DeepSeek Open Source FlashMLA – MLA Decoding Kernel for Hopper GPUs

helloericsf

X:https://x.com/deepseek_ai/status/1893836827574030466 BF16 support Paged KV cache (block size 64) 3000 GB/s memory-bound & 580 TFLOPS compute-bound on H800

nokun7

In my view, FlashMLA’s exclusive targeting of Hopper GPUs restricts its cross-platform use, and the lack of comprehensive documentation, vague compatibility with wider frameworks, and absence of benchmark comparisons or trade-off insights reduce its ease of use and adaptability. While it holds potential for specialists with tailored requirements, its specialized nature and limited community backing indicate it’s not yet a broadly practical tool, requiring more detailed guides and expanded hardware support to unlock its full capabilities.

deyiao

I heard their inferencing framework is way lower than typical deployment methods. Can this be verified from that open-source project? How does it stack up against vllm or llama.cpp

reissbaker

By "lower" you mean cheaper/better?

I suspect it's much higher throughput than vLLM, which in turn is much higher throughput than llama.cpp. The MLA kernel they just open-sourced seems to indicate that, although we'll see how it does in third party benchmarks on non-hobbled GPUs vs FlashAttention. They only released the BF16 version — whereas most people, including DeepSeek themselves, serve in FP8 — so it might not be immediately useful to most companies quite yet, although I imagine there'll be FP8 ports soon enough.

helloericsf

What do you mean by "lower"? To my understanding, they will open 5 infra related repos this week.

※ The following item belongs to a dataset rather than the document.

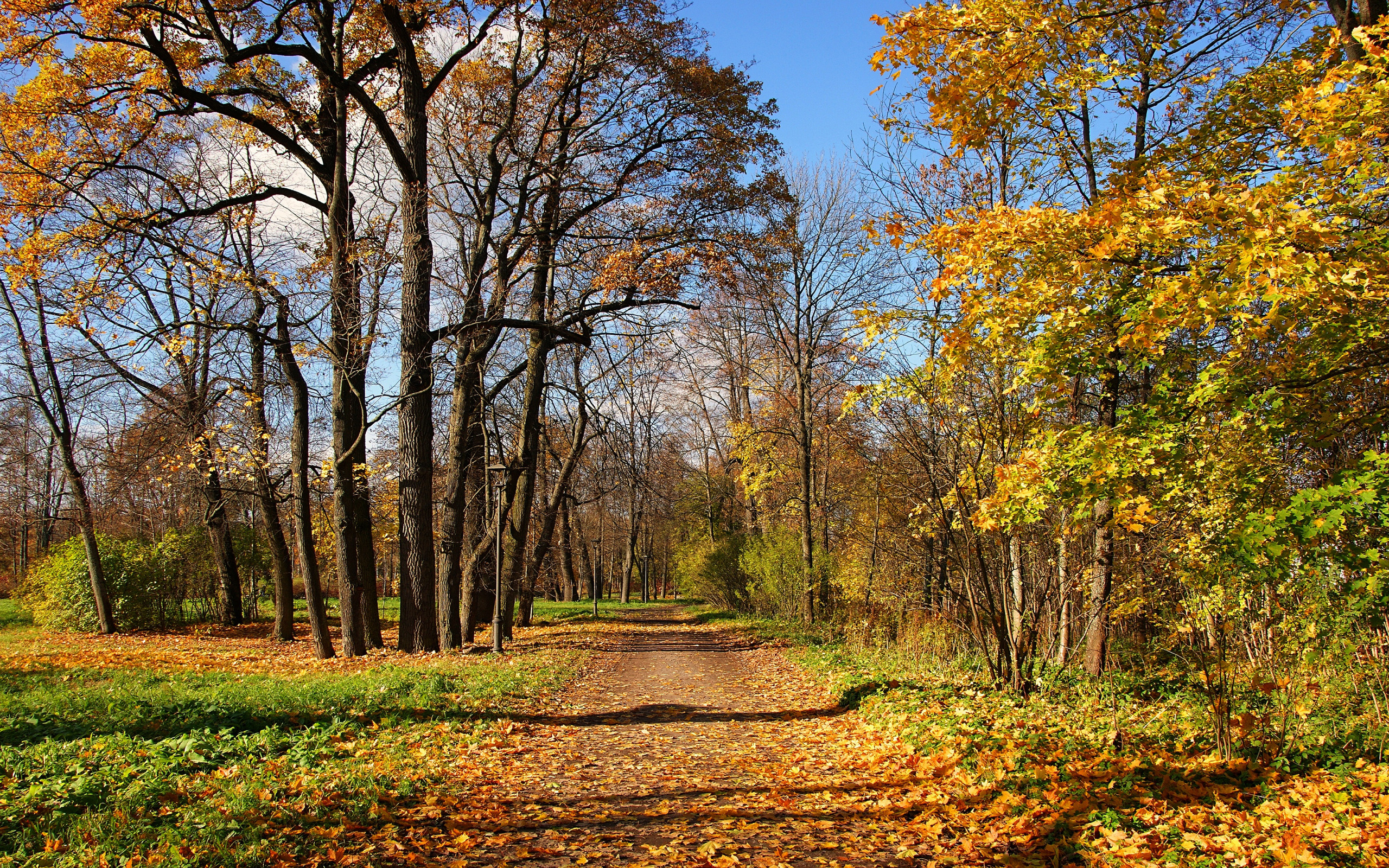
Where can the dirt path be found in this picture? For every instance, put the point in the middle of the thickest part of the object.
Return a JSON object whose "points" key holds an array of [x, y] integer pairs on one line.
{"points": [[684, 745]]}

Let's revisit your comparison question on Friday.

find0x90

I don't see any use of PTX, might be in one of the other repos they plan to release.

behnamoh

Open AI is back!

rvz

This is the minimum bar that I expect very elite programmers should be striving for in the age of AI and DeepSeek should be studied as an example and this is the only just the first of many projects from them.

There is an extremely high chance (in fact a 99.9% chance) that an AI did not build this and the ones who are able to build or adapt projects like this which are deep into hardware systems will be the most sort after.

Not the horrendous JS or even TS slop across GitHub that is extremely easy for an AI to generate correctly.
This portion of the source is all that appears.